In realtà se sono arrivata fino a qui è grazie anche a tutte le persone che mi hanno ospitato nel mio girovagare per l’Italia in cerca del mio paradiso, a coloro che mi aiutano durante la raccolta e a chi sente e apprezza i miei prodotti.
Dove vivi attualmente?
La mia vita non è ancora residenziale a Borgotaro, perché vivo a Padova e poi per svolgere i lavori mi reco lì, dove soggiorno in roulotte in mezzo alla natura il tempo che mi serve per svolgere i lavori. Non abbiamo ancora ristrutturato gli immobili nel podere. Un tempo di solitudine e lavoro in condizioni essenziali e a contatto con la natura è per me rigenerante ogni volta.
Com’è nata l’idea di coinvolgere altre persone nella raccolta e nel farle avvicinare a questo fiore?
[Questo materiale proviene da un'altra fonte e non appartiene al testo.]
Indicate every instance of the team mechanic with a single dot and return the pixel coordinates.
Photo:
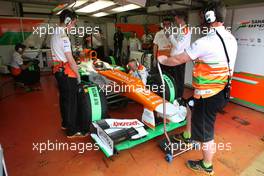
(214, 56)
(66, 74)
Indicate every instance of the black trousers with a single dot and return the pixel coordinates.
(68, 90)
(177, 72)
(118, 50)
(100, 53)
(204, 116)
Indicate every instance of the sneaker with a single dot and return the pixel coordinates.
(198, 166)
(180, 138)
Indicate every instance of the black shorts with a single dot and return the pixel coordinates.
(204, 114)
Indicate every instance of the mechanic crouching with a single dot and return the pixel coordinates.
(67, 75)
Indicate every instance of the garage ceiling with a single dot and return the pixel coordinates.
(45, 6)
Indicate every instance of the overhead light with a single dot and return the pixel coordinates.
(126, 8)
(59, 12)
(59, 7)
(78, 3)
(93, 7)
(100, 14)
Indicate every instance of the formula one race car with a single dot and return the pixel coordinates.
(114, 135)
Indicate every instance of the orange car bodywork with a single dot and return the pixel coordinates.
(134, 88)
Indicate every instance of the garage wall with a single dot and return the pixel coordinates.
(250, 36)
(143, 19)
(194, 20)
(7, 8)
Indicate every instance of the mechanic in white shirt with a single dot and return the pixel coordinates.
(180, 39)
(24, 71)
(162, 45)
(211, 76)
(134, 42)
(96, 42)
(66, 73)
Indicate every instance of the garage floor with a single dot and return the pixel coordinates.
(28, 118)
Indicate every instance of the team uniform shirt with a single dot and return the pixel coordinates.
(180, 41)
(141, 73)
(60, 44)
(147, 38)
(17, 60)
(164, 45)
(210, 72)
(15, 64)
(96, 41)
(134, 44)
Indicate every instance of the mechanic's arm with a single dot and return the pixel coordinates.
(155, 51)
(25, 66)
(72, 63)
(196, 50)
(175, 60)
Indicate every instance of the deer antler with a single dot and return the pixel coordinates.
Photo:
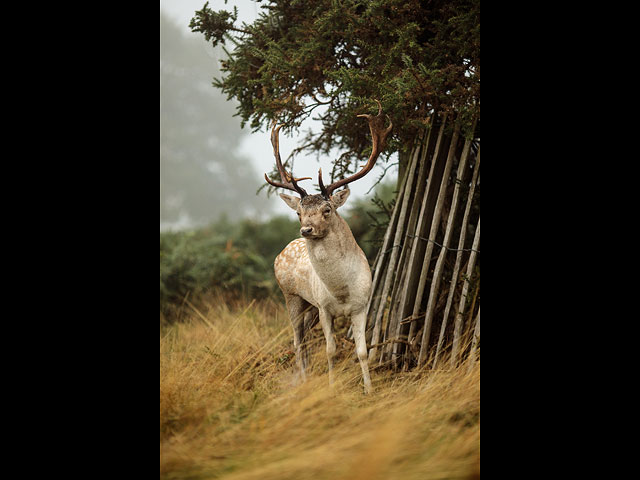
(288, 180)
(379, 137)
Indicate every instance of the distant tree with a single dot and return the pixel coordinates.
(201, 174)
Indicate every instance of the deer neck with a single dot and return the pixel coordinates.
(335, 256)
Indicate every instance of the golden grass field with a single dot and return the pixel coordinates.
(231, 408)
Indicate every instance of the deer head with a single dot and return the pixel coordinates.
(317, 212)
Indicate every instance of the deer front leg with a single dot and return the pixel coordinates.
(298, 311)
(359, 322)
(326, 320)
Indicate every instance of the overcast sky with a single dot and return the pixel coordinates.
(257, 146)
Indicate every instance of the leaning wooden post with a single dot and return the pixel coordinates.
(437, 272)
(463, 298)
(397, 242)
(456, 268)
(378, 267)
(474, 342)
(414, 260)
(435, 225)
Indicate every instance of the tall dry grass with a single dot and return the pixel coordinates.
(231, 407)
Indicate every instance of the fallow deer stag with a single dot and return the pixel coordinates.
(325, 274)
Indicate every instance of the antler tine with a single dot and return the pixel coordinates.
(288, 180)
(379, 137)
(323, 190)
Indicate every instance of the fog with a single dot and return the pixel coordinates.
(209, 165)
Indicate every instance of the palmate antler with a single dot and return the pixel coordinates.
(379, 136)
(288, 180)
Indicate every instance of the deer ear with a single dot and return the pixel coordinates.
(293, 202)
(339, 198)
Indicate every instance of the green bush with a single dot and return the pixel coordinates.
(235, 259)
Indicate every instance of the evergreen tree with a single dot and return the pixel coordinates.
(421, 59)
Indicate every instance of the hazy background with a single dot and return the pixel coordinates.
(209, 166)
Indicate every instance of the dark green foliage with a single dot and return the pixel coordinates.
(332, 59)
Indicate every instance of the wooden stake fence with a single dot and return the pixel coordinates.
(428, 198)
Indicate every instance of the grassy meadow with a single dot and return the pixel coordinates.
(231, 406)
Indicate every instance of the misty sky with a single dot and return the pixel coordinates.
(257, 146)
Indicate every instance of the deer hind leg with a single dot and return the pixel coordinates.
(326, 320)
(299, 310)
(359, 322)
(311, 318)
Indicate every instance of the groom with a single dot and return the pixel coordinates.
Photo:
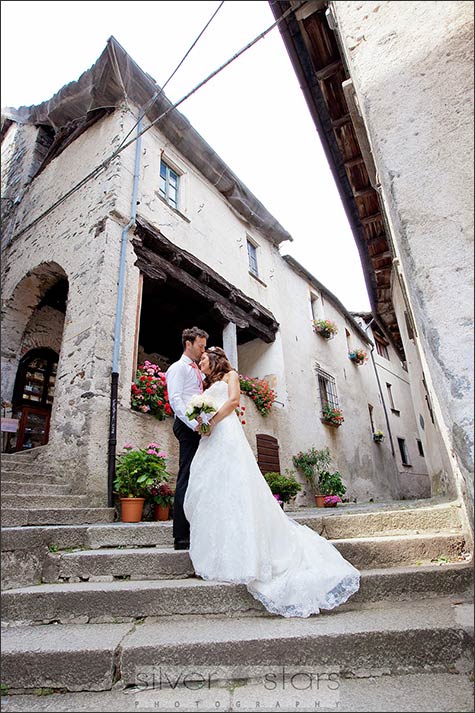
(184, 380)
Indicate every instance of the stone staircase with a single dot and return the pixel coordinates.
(31, 496)
(99, 606)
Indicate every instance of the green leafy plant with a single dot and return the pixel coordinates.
(284, 485)
(332, 414)
(138, 469)
(149, 391)
(315, 464)
(325, 328)
(259, 391)
(358, 356)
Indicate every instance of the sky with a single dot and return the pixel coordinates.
(253, 114)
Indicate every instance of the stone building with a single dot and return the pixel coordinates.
(390, 88)
(115, 238)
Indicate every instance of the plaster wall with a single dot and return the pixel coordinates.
(412, 68)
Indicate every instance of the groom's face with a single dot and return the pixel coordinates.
(197, 348)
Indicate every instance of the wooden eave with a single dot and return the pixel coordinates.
(318, 62)
(161, 260)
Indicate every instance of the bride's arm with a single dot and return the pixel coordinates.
(234, 393)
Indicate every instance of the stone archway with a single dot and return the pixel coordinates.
(32, 321)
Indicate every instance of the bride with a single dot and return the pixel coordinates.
(238, 531)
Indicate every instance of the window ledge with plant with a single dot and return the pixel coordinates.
(259, 391)
(325, 328)
(332, 416)
(149, 391)
(358, 356)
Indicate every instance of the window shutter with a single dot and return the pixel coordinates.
(268, 453)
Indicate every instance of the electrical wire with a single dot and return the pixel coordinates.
(161, 89)
(102, 166)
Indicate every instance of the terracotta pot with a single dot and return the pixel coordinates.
(131, 509)
(161, 512)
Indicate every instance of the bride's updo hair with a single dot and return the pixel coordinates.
(219, 365)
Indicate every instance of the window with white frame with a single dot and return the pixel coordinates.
(252, 257)
(327, 389)
(169, 182)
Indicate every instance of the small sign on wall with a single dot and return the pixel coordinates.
(9, 425)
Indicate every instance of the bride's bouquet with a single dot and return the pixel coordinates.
(201, 405)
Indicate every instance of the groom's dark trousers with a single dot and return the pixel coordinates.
(189, 441)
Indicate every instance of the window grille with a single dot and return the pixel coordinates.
(327, 388)
(169, 180)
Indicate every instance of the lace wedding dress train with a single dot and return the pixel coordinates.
(239, 533)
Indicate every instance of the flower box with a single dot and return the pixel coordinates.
(332, 416)
(358, 356)
(325, 328)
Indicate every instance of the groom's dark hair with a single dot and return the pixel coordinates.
(189, 335)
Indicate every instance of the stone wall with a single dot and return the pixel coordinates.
(412, 68)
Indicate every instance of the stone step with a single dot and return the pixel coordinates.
(34, 475)
(17, 517)
(8, 487)
(309, 691)
(434, 634)
(348, 521)
(35, 501)
(363, 553)
(109, 601)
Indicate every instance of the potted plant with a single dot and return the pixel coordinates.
(162, 498)
(332, 415)
(325, 328)
(358, 356)
(314, 465)
(136, 470)
(284, 486)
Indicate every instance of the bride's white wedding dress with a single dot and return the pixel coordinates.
(239, 532)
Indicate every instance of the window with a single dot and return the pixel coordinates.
(391, 400)
(381, 347)
(403, 451)
(327, 388)
(252, 257)
(169, 181)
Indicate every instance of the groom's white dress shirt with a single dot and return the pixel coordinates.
(182, 384)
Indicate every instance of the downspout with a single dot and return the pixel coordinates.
(381, 392)
(118, 328)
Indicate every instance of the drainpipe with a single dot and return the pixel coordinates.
(381, 392)
(118, 328)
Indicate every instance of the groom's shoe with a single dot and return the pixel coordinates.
(182, 545)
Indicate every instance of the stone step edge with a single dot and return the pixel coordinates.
(391, 637)
(394, 584)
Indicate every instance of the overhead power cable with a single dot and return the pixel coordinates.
(162, 88)
(119, 150)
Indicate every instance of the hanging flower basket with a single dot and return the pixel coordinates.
(325, 328)
(332, 416)
(358, 356)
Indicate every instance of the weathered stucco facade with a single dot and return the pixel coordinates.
(78, 242)
(412, 68)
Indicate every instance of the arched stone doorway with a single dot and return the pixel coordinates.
(33, 397)
(32, 332)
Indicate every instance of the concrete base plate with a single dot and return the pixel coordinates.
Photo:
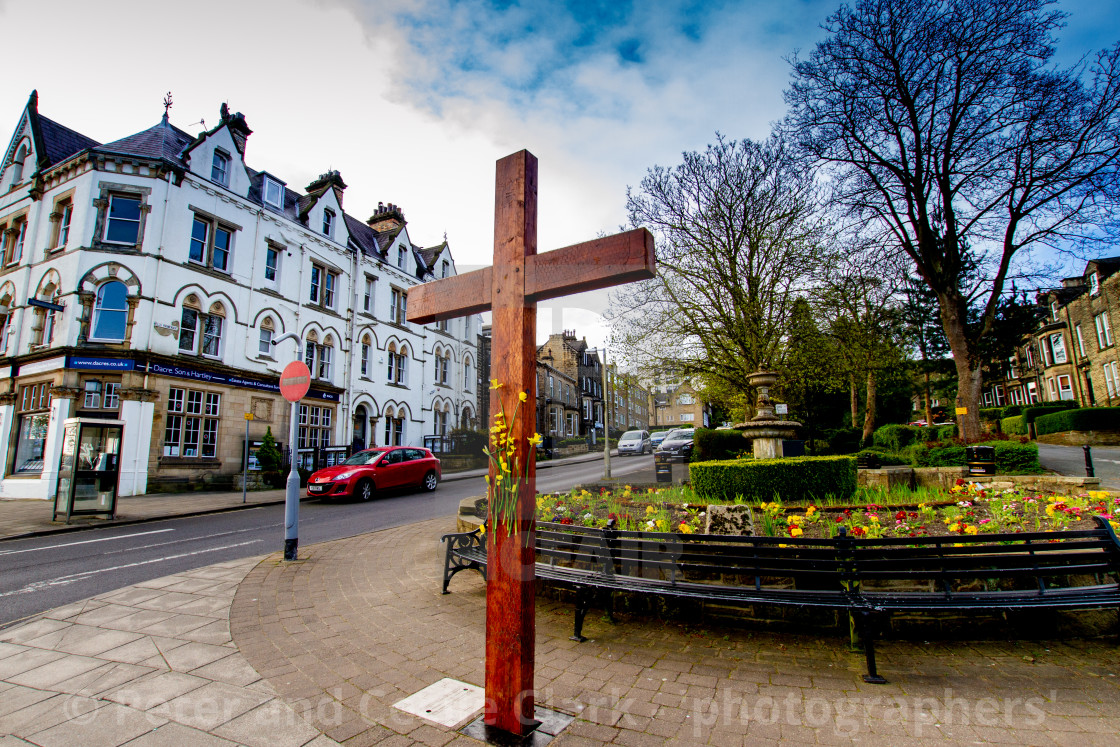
(447, 702)
(550, 724)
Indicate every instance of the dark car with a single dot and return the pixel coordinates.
(635, 441)
(678, 444)
(376, 469)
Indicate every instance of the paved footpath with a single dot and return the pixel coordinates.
(316, 652)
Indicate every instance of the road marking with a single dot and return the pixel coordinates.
(64, 580)
(70, 544)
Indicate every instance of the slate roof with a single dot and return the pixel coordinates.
(164, 140)
(61, 142)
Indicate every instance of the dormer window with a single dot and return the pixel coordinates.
(220, 171)
(273, 193)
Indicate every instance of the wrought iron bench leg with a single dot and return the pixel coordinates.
(867, 625)
(582, 599)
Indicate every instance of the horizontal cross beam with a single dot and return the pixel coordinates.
(589, 265)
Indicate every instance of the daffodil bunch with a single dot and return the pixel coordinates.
(511, 467)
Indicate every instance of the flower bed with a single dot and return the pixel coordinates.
(967, 509)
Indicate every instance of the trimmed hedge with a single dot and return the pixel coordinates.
(1011, 458)
(794, 479)
(712, 444)
(1082, 419)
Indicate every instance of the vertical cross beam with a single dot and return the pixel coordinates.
(510, 590)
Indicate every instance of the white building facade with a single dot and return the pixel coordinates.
(145, 280)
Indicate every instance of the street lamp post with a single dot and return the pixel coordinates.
(291, 494)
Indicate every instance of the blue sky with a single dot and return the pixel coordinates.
(414, 100)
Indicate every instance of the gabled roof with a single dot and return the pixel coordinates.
(59, 142)
(164, 140)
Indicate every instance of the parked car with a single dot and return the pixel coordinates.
(678, 444)
(376, 469)
(635, 441)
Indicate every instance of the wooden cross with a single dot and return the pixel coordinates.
(511, 288)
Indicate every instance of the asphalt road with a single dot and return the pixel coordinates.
(40, 573)
(1071, 460)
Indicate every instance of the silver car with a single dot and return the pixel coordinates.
(635, 441)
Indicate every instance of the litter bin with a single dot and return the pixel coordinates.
(663, 467)
(981, 459)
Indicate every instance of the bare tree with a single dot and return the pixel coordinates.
(738, 234)
(951, 130)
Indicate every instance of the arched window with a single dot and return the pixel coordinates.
(110, 313)
(264, 345)
(17, 165)
(365, 355)
(394, 427)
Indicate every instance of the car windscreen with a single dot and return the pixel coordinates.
(363, 458)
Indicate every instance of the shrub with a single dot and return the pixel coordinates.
(1083, 419)
(895, 438)
(795, 479)
(1011, 457)
(886, 457)
(1033, 413)
(719, 445)
(1016, 457)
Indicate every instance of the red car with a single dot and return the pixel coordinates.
(376, 469)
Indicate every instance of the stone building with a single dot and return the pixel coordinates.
(145, 280)
(572, 357)
(1072, 355)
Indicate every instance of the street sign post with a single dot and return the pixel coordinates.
(295, 381)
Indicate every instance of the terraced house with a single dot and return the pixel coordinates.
(146, 280)
(1072, 355)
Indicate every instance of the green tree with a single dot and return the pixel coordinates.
(738, 234)
(951, 131)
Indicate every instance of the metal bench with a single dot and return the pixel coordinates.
(869, 579)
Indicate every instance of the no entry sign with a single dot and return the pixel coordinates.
(295, 381)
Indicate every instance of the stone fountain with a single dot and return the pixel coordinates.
(765, 430)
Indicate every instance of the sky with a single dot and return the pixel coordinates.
(413, 101)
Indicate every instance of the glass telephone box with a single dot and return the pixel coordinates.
(89, 468)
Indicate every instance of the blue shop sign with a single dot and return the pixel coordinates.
(211, 377)
(100, 364)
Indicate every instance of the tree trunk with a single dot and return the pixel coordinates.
(869, 410)
(855, 402)
(929, 407)
(969, 374)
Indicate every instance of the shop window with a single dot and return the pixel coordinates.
(193, 418)
(34, 421)
(110, 313)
È nata perché mi sono resa conto che è una fatica bella da condividere, che permette di creare un legame tra le persone ma soprattutto di riavvicinarsi alla Natura attraverso un’attività semplice e alla portata di tutti.
Qualche consiglio per chi desidera fare una scelta simile?
Valutate bene, non è sempre sole e caldo, arrivano l’inverno e il freddo, nei campi e nel cuore. La fatica a volte sovrasta e fa vedere tutto più scuro di quanto sia. Organizzatevi bene, mantenete una fonte di reddito sicura e quando tutto è pronto fate il salto. Tuttavia osate, informatevi, alleatevi con altri sognatori o meglio “desideratori” come voi. Un altro mondo è possibile, una vita più autentica e rispettosa del proprio sé è possibile. Nonostante tutte le difficoltà incontrate, gli errori commessi (non venendo dal mondo agricolo) sono contenta della scelta che ho fatto.
Quali progetti hai per il futuro?
Ogni giorno desidero migliorare quel che faccio e grazie a questo lavoro posso farlo. Un giorno ce la farò a condividere con quante più persone possibili tutto ciò che questo luogo e attività mi hanno dato. Infatti ho in mente un progetto non solo agricolo (di espansione della produzione di piante officinali, cui secondo me questo luogo è vocato) ma anche di ospitalità diffusa e integrata nella natura. Sto cercando intanto persone con i miei stessi valori (primo fra tutti il rispetto e l’amore per la natura e gli esseri umani e non) che possano condividere e sviluppare con me questo progetto “agrifuturistico”.